It may be after this election, but I said long ago, I think progressives and Democrats like me, we should be content—maybe not satisfied—but content enough if this ends with Trump completely isolated with his bozos in Florida, dying alone with wife No. 5. Because I think about measures of success. I’m in disaster management. The idea that the only measure of success is him in an orange suit is ridiculous. First of all, democracy has many swords. It can’t just be, “The law is gonna save us.” It’s going to be citizenry, it’s going to be smart reporters reporting on this. It is going to be financial, as we’re starting to see. It’s going to be people simply walking away from the madness. And I guess the last metric is, how do I measure that this thing isn’t growing? Well, the Proud Boys are gone. The Oath Keepers are gone. As someone who comes out of counterterrorism, they’re not getting bigger. They’ve turned on each other. They can’t raise money. You can’t recruit if everyone thinks you’re going to end up in jail. But whether this is a failure of our democracy or just the nature of democracy, this one fell swoop of victory against this guy is just not the way to think about it. . . .

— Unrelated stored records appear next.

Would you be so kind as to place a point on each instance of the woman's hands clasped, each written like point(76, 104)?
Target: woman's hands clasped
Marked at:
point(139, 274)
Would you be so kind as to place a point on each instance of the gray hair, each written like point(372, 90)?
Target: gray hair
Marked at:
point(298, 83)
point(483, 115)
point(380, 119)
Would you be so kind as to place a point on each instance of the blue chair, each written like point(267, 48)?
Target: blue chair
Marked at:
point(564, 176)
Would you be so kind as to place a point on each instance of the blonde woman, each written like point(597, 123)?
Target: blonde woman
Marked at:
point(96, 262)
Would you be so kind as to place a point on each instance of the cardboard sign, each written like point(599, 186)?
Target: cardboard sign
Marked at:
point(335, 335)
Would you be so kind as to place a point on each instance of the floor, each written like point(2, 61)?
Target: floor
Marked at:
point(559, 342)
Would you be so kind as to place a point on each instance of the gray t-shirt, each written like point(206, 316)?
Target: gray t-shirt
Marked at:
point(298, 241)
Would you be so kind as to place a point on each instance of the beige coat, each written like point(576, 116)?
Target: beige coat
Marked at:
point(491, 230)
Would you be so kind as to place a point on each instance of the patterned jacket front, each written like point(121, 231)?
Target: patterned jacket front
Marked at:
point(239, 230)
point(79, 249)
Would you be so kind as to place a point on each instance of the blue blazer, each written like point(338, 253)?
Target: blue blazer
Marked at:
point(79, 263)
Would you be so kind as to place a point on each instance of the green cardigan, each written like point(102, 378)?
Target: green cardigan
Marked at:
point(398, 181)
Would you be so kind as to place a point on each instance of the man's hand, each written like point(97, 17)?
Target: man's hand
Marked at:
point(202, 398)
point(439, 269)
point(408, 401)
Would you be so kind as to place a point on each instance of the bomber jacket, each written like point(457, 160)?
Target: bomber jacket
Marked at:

So there’s three periods I worry about: Now until November. This we know already because we’ve been promised it, which is going to be violence or the threat of violence as the extension of the electoral process. That’s going to focus on election workers, judges, and others. We’re already seeing this; he’s already trying to do this. We’re not seeing anything organized—it’s the randoms. The randoms can be scary, but it’s not a movement that is unmanageable. So that just means greater efforts to protect courthouses and judges. It involves federal, state, and local law enforcement agencies, including intelligence-sharing, including threat assessments. Now, the good news is, this is likely confined to six states. It’s going to be Arizona and North Carolina and Georgia and Michigan and a few other swing states.

Period two is between Election Day and when someone is called. If it’s not called the first day, that’s going to be insane. Biden is in charge of the federal apparatus; governors have their own law enforcement statuses, and we’d better be ready for that. We’d better be ready to take states to court that are using state law enforcement in violation of due process and the protection of laws of equal access. We need Biden to own this.

The third period is who wins. So let’s say it’s Trump. Do the institutions hold? I doubt it. I think that this is a once-in-a-lifetime election, a once-in-a-nationtime election. If Biden wins, then we have to anticipate that Trump only has two narratives left. One is: He’s in jail. The other is: He’s the victim. He’s going to pick the latter. The one way that you create this narrative is to create a lot of mayhem. And that scenario, we’re not talking about enough. I know it’s hard for people to imagine, but Biden could very much win. Trump continues to be Trump, and the only thing he has is to bring it all down, right? We know that, and we know that right now. So how do we protect ourselves through a variety of means?

This is very much a good news bad news situation, with the same fact — Trump is getting increasingly desperate — being both the good and bad news.

We need to be ready for violence, which ultimately means being ready to respond to it with more.